蛍光相関分光法 (FCS)を用いたタンパク質凝集体の検出

論文タイトル
Detection of Protein Aggregation using Fluorescence Correlation Spectroscopy
論文タイトル(訳)
蛍光相関分光法 (FCS)を用いたタンパク質凝集体の検出
DOI
10.3791/62576
ジャーナル名
Journal of Visualized Experiments(JoVE)
巻号
J. Vis.
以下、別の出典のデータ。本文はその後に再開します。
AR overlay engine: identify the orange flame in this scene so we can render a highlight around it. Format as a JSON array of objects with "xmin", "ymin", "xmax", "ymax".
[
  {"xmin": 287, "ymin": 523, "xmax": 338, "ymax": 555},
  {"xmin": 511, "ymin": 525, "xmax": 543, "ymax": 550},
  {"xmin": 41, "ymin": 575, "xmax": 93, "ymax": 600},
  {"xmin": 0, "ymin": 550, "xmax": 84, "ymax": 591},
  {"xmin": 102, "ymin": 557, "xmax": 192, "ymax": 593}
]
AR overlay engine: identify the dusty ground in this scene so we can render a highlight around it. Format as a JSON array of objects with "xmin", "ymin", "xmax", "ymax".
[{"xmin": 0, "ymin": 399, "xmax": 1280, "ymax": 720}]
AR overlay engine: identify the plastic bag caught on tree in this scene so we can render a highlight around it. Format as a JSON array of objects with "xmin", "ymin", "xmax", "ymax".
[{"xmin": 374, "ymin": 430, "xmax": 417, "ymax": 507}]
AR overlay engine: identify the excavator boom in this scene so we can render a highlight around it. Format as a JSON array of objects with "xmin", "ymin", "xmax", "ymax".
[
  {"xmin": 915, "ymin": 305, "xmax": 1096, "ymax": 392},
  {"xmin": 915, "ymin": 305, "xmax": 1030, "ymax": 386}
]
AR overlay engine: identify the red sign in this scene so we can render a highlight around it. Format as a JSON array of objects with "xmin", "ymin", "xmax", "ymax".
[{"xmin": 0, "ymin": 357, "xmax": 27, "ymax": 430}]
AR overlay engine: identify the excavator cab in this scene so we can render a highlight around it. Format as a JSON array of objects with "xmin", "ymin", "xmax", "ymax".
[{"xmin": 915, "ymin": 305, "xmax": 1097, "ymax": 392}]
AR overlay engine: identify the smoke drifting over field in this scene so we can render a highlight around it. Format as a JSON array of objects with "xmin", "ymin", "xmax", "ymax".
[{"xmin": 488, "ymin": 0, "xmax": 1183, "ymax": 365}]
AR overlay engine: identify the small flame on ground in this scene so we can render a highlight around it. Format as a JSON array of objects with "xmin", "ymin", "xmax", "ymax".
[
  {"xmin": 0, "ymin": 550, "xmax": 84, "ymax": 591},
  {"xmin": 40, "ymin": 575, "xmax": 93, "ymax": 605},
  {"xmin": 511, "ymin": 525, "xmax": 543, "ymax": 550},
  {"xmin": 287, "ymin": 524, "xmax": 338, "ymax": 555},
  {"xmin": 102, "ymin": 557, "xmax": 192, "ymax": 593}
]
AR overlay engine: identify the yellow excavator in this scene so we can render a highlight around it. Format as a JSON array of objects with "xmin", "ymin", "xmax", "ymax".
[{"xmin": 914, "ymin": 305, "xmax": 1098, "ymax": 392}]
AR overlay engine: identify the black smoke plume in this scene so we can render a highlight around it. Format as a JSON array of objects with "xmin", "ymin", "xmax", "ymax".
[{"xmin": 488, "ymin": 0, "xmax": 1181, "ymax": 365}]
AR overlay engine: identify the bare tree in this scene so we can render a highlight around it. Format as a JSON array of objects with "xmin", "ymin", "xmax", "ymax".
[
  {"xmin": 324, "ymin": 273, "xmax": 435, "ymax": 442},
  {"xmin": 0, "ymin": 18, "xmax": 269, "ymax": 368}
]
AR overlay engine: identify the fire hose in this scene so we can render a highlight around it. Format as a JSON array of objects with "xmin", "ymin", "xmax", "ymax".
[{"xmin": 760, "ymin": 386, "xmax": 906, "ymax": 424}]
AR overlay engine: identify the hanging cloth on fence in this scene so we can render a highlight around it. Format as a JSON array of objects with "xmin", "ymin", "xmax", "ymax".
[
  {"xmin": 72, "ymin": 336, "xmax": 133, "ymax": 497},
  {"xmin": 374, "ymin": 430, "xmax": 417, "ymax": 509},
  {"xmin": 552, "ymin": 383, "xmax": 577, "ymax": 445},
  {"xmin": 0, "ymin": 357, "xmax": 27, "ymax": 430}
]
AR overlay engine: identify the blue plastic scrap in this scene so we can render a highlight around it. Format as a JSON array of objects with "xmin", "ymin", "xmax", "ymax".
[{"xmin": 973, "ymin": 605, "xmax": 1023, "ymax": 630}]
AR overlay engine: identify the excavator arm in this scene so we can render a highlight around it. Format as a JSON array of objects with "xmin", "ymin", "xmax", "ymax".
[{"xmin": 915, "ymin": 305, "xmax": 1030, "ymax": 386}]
Exp. (170), e62576, doi:10.3791/62576 (2021)
著者名(敬称略)
北村 朗 他
所属
北海道大学 大学院先端生命科学研究院 細胞機能科学研究室

抄訳

タンパク質の凝集体は,筋萎縮性側索硬化症(ALS),アルツハイマー病(AD),パーキンソン病(PD),ハンチントン病(HD)など神経変性疾患における特徴である.可溶性あるいは拡散性のタンパク質のオリゴマーや凝集体を検出・解析するために,単一分子感度を有し,拡散速度や一粒子輝度を検出できる蛍光相関分光法(FCS)が用いられてきた.しかしながら,FCSを用いてタンパク質の凝集体を検出するための適切な手順やノウハウは,依然広く共有されているとは言えない.ここでは,凝集タンパク質であるALS関連TDP-43タンパク質の25kDa C末端断片 (TDP25) とスーパーオキシドディスムターゼ1 (SOD1) の拡散特性を,細胞破砕液,または生細胞中で解析するための標準的なFCS法の手順を示す.典型的な結果として,マウス神経芽細胞腫Neuro2a細胞で発現させた緑色蛍光タンパク質(GFP)標識TDP25の凝集体由来の高輝度粒子が,細胞破砕液の可溶性画分に含まれていた.また,GFPで標識したALSに関連変異型SOD1を生細胞内で測定すると遅い拡散速度を示した.このように本論では,FCSを用いてタンパク質凝集体をその拡散特性から検出する手順を紹介する.